Every month, 130 million people around the world use the Google-owned navigation app Waze to get somewhere faster in their cars. But with congestion rising, commutes have only gotten longer. In the US, drivers spend an average of nine full days in the car each year according to US census data.
It’s been a year since Waze rolled out its carpool feature nationwide in the US, matching drivers on scheduled commutes with paying passengers. “Waze needed to adapt to a world in which roads were quickly filling up,” Josh Fried, head of Waze Carpool, tells Quartz. “The routing we’re doing is not having as much of an effect because there are too many cars on the road.”
Waze facilitated 550,000 rides in September, and it says it’s on track to hit 1 million by early next year. Waze says it has avoided putting the equivalent of 10,000 tons of carbon dioxide into the atmosphere since launching.
Yet carpooling has proved a tough sell for Americans. Only 7% of Americans carpool (pdf), down from a peak of about 20% during the 1970s oil crisis. “It’s taken more convincing in the US to get people to try and carpool,” notes Fried, comparing it to the rapid growth carpooling has seen in countries like Mexico and Brazil where it’s more culturally accepted. Only three US metro areas where carpooling is already well-established—Seattle, the San Francisco Bay Area, and Washington DC—have seen quick adoption, says Fried.
To lure new riders and drivers, Waze is giving away tacos, canvassing co-working spaces, and partnering with transit agencies. For now, Waze doesn’t take a cut of any fees it collects from riders (about 54 cents per mile), and is entirely advertising (and Google) supported. But it may collect a service fee in the future if it can scale the service, Fried told Quartz.
A big business could be waiting for Waze and competitors like Scoop.

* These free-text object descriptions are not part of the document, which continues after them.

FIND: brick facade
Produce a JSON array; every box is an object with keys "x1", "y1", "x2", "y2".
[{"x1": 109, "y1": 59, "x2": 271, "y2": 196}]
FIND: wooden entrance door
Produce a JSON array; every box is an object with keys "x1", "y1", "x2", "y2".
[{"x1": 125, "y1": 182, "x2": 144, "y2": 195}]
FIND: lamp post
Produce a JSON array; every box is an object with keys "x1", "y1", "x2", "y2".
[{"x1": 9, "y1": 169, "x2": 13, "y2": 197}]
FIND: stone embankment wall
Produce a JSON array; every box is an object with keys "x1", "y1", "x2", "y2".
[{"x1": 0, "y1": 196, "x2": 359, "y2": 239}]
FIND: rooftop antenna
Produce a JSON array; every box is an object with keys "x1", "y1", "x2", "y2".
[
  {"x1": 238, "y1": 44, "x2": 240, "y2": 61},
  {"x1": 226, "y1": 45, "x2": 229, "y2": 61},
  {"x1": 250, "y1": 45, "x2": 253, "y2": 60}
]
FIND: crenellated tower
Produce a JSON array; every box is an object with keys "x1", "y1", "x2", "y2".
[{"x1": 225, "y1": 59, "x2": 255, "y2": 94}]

While Lyft and Uber are battling it out for on-demand service, they have left casual commuting largely untouched. Lyft dropped its carpool pilot program in 2016, while calling it the “right long-term strategy.”
Waze has the advantage of having already solved one of the hardest carpooling problems: matching enough drivers and passengers within a single market. Its mapping platform has millions of customers already commuting to work. As more people sign up, Waze can offer more rides in real-time, and integrate them with micro-mobility options from scooters to bikes in the future. Today, Waze carpool drivers go an average of three to four minutes out of their way to pick up riders. With more users, those numbers should drop, while saving drivers and riders time by accessing special high-occupancy lanes. And unlike Uber and Lyft, Waze doesn’t have any about drivers as contractors or employees.
Until autonomous vehicles arrive, and it may be a while (membership), the newest thing in ride-hailing could be carpooling.